Hey. In this post we will continue to experiment with the
limited Boltzmann machine . In the previous post on
regularization in the BSR, we saw how to get more local features that have a greater generalizing ability. But we did not appreciate their robustness compared to simpler and faster algorithms. For this experiment, we turn to the linear
method of principal components (you can familiarize yourself with this method and look at the implementation on c # in my
first post ). Those wishing to familiarize themselves with the original source on the theory of compression of dimension using the RBM recommend looking through the articles of Jeffrey Hinton
here and
here . We will continue testing on a set of printed large letters: train the BSR, build the main components, generate compressed data representations, and restore the original images from them, and then evaluate the difference between the original and recovered images.
Linear main components
')
It is understood that you are familiar with the main component method, if not, then
you are here . For this experiment, I use a variety of images of 29 by 29 pixels, which show large letters of the English alphabet of four different fonts and three styles, as well as the same images with noises, a total of 4,056 images. The test set consists of the same set of letters, but with a lot of noise - 3432 pieces. So let's get started, in R the code looks quite simple:
m.pca <- eigen(cov(m))
. The importance of the main components can be estimated by their main values, first normalizing them by the sum of these values. The result will be the following graphics. The first one shows what percentage of
variation describes each main component , the second one shows the sum of the explained variation at each step.
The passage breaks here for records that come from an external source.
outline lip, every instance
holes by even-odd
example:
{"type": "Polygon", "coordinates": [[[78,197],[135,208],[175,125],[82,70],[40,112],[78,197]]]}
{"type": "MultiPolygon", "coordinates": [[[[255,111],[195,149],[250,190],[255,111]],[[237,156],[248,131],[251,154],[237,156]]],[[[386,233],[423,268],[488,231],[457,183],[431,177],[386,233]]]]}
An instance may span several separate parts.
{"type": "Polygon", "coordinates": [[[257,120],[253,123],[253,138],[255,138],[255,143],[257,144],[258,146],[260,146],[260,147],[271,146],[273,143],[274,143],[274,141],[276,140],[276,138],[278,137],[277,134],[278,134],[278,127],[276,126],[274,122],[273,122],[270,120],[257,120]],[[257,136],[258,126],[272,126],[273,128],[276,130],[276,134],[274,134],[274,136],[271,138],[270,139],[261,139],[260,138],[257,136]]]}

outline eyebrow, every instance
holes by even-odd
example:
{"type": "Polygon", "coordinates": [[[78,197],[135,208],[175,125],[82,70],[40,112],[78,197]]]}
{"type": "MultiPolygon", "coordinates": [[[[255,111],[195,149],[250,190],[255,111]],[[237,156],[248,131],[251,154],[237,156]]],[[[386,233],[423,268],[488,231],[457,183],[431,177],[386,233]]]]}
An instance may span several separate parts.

In the BSR, we will use 100 hidden states, so for honesty, we will select the first 100 main components, which explain 89.36% of variability, this level is shown as a line in the graphs above.
Each major component can be interpreted as a 29 by 29 pixel image that detects some features of the data set. You can draw an analogy with the weights of hidden neurons of the limited Boltzmann machine, and visualize as we did in
previous posts . Let me remind you that in the second image the black color corresponds to the zero value, the increase in the red component - the increase in the value in the positive direction, the blue, respectively - in the negative.


The order of the main components from left to right, top to bottom. The features turned out pretty big, each of them has approximately the average size of the letter from the training set. At the expense of speech interpretation does not go at all, well, except for the first few components.
Restricted Boltzmann machine
For this experiment, I used the settings described in the
previous post for L1 regularization, the only thing that was changed is the training set (as described above) and the number of iterations was 5000, it took about 14 hours (I feel it's time to rewrite the GPU). At this point, the cross-qualification error was still falling, so the training could continue. The result was the following weight.


As you can see, the features are very local, mostly these are primitives of the type of small spots and boundary lines, by combining some of them you can study the topological features of the images from the training set. Due to their locality, very small receptor fields of neurons can be built, i.e. reset to 95% of the weights of each neuron, which will significantly increase the speed of the data projection algorithm, which is really important.
Regenerating ability
Let's take a look at some examples of images reconstructed using two models. In the first column, the original images, in the second, recovered using PCA, in the third, using RBM.


When I saw that the background in the PCA-reconstructions is too gray, I tried, by analogy with the
eigenface , to do a normalization by the mean value, but in the end, the reconstructed images did not differ much from the above. The enlarged example shows that the image is blurred along the borders, although in the case of PCA it is slightly larger.
As an estimate of the distance between the images, we will use the
L1-metric :

The result was the following, I recall that the test set did not participate either in the construction of the BSR model or in the calculation of the main components:
| PCA | RBM |
---|
Train set | 29.134736802449488 | 21.79797897303671 |
---|
Test set | 49.231927648058118 | 29.970740205433025 |
---|
As you can see, the result in both cases is on the RBM side.
Conclusion
The RBM has several ways to improve quality. First, I stopped learning at 5,000 iterations, although we could continue learning, say, until the cross-qualification error starts to grow. Secondly, you can continue to play with the parameters of training. Thirdly, the features are quite local, which can increase the speed of the algorithm. Fourth, it is easy to see that many features in the BSR are almost identical, which gives us the ability to cluster the features and merge the clusters so as not to calculate their value several times, or train the BSR with fewer hidden neurons.